Xavier Beauvois a pris de nombreuses libertés par rapport au roman d'Ernest Pérochon : "Je trouvais qu’il y avait trop de malheurs, trop de maladies, trop de morts. J’ai modifié un peu tout ça. Et puis Pérochon met en scène de nombreux enfants. Comment s’en sortir au cinéma quand on prévoit de raconter une histoire se déroulant sur trois ou quatre années ? Impossible, sauf à faire appel à une famille nombreuse pour faire jouer les enfants aux différents âges. C’est la superiorité du roman sur le cinéma. Il y a des choses qu’on peut facilement écrire mais qu’on ne peut pas filmer. En résumé, je peux dire qu’en m’appropriant le roman je n’ai pas hésité à le trahir complètement ! Mais il le fallait : ce n’est qu’en procédant de cette façon que je pouvais lui être fidèle. Et je crois qu’au bout du compte la substance du livre est en effet passée dans le film."
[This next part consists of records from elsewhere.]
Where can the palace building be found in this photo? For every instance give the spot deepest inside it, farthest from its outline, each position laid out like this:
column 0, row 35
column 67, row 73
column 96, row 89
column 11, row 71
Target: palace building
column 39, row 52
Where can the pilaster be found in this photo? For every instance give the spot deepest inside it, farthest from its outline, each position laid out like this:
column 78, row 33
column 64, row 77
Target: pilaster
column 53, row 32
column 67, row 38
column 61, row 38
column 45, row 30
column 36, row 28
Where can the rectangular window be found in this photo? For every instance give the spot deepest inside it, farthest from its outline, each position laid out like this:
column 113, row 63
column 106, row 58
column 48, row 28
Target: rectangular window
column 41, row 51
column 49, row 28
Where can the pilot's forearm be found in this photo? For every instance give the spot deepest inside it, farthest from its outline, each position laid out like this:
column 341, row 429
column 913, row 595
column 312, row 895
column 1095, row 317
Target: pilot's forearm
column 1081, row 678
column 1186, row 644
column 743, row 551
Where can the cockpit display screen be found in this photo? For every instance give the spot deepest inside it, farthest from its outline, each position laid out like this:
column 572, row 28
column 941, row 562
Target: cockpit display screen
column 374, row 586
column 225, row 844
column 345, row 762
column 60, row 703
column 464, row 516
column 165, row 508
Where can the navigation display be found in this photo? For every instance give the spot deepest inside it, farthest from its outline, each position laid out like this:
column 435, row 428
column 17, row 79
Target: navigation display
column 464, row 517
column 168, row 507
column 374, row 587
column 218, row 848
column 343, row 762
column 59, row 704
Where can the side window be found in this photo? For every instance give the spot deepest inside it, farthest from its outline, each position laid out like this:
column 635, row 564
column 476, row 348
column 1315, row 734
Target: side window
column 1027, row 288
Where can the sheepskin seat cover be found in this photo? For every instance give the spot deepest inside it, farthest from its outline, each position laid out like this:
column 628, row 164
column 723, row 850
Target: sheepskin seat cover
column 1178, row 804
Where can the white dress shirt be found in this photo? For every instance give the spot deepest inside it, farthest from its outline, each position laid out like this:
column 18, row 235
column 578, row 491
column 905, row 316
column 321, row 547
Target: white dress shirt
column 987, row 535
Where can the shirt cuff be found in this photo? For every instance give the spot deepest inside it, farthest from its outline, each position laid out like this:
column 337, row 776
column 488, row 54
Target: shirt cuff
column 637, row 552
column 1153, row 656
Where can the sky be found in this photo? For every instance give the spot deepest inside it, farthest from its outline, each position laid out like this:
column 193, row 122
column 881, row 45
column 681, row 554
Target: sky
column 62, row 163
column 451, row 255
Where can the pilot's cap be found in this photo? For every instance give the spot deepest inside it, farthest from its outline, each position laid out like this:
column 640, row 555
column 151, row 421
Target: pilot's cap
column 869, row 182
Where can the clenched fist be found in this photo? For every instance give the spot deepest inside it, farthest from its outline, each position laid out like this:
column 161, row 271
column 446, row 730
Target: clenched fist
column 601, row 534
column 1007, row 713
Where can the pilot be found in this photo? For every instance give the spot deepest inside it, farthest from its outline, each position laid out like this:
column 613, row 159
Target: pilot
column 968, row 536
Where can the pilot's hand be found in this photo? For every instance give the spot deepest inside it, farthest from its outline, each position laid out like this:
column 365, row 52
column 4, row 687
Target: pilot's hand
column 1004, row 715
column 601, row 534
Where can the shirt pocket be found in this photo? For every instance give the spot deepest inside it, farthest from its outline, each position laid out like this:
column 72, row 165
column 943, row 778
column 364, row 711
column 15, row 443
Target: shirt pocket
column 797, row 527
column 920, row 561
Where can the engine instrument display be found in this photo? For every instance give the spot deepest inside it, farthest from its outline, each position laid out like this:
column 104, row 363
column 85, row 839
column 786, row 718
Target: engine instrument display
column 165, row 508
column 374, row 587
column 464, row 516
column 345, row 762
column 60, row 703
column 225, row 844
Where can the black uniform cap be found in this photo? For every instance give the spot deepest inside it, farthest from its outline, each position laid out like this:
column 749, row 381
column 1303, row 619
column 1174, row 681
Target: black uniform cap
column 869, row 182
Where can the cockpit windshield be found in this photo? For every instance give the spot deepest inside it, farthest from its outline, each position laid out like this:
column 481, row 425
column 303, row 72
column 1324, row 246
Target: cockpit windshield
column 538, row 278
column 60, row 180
La ferme est même le personnage principal des Gardiennes selon Xavier Beauvois. "Nous avons vu un nombre incroyable de maisons avant de nous décider. Et d’abord dans quelle région tourner ? J’aurais aimé tourner dans le Pas-de-Calais, c’est une région quej’aime. Mais c’est là qu’était le front, et le front n’est pas le sujet des Gardiennes, bien au contraire : le sujet, ce sont les femmes à l’arrière, s’occupant
de tout en l’absence des hommes, jusqu’à ce qu’ils reviennent. J’ai ensuité pensé à La Rochelle et au Limousin. C’est là que les Américains ont débarqué au cours de la Première Guerre Mondiale. Les choses
sont alors allées assez rapidement : la région donne l’impression que rien n’a bougé depuis un siècle !
Il y a des décors qui, sur le papier, semblent parfaits, mais il suffit d’y mettre un pied pour réaliser que quelque chose ne va pas… Et là, j’ai ressenti tout de suite de bonnes ondes: c’est la bonne ferme, c’est celle-là que je veux. Elle était dans un état lamentable quand nous l’avons découverte. Nous sommes arrivés juste à temps pour dire au propriétaire : ne touchez à rien, on vous restaure tout ! Il pensait que nous le ferions « pour de faux », mais le décorateur, Yann Mégard, lui a répondu qu’il est souvent moins cher de restaurer « pour de vrai »."
Xavier Beauvois évoque ses influences sur Les Gardiennes : "Pour chaque projet, les uns et les autres me conseillent de voir ou de revoir de nombreux films. En général je préfère m’abstenir. Je veux être libre et pouvoir suivre mon instinct. En l’occurrence, il est vrai que j’ai beaucoup pensé au western. Les Gardiennes est un western, à ceci près que ce n’est pas un ranch, c’est une ferme. Ce ne sont pas des cow-boys mais des cow-girls. J’ai aussi regardé de nombreux tableaux, par exemple ceux de Van Gogh, du temps où il était très influencé par Millet. Mais je voulais éviter de faire un film trop directement pictural. On peut répérer quelques références mais elles ne sont pas si nombreuses", explique le metteur en scène.
Xavier Beauvois a décidé de tourner Les Gardiennes en numérique, une première pour le réalisateur : "En général je ne suis pas tellement du genre à aimer expérimenter des techniques nouvelles. Je préfère me
concentrer sur le film. Cependant, j’ai eu l’impression que les choses étaient désormais assez stabilisées techniquement pour que je puisse m’y mettre à mon tour. Cela m’a permis, pour la première fois, de tourner deux prises à la suite sans aucune interruption. En pellicule il y a toujours un petit truc qui oblige à tout recommencer, le clap, etc. En numérique on peut laisser tourner autant qu’on veut au-delà du temps de la prise, et cela peut donner des résultats très étonnants. La toute fin du film, le sourire que Francine adresse à la caméra, n’est rien d’autre que le sourire qu’Iris, arrivée au terme du tournage, adresse à l’équipe. En pellicule je n’aurais pu faire cela."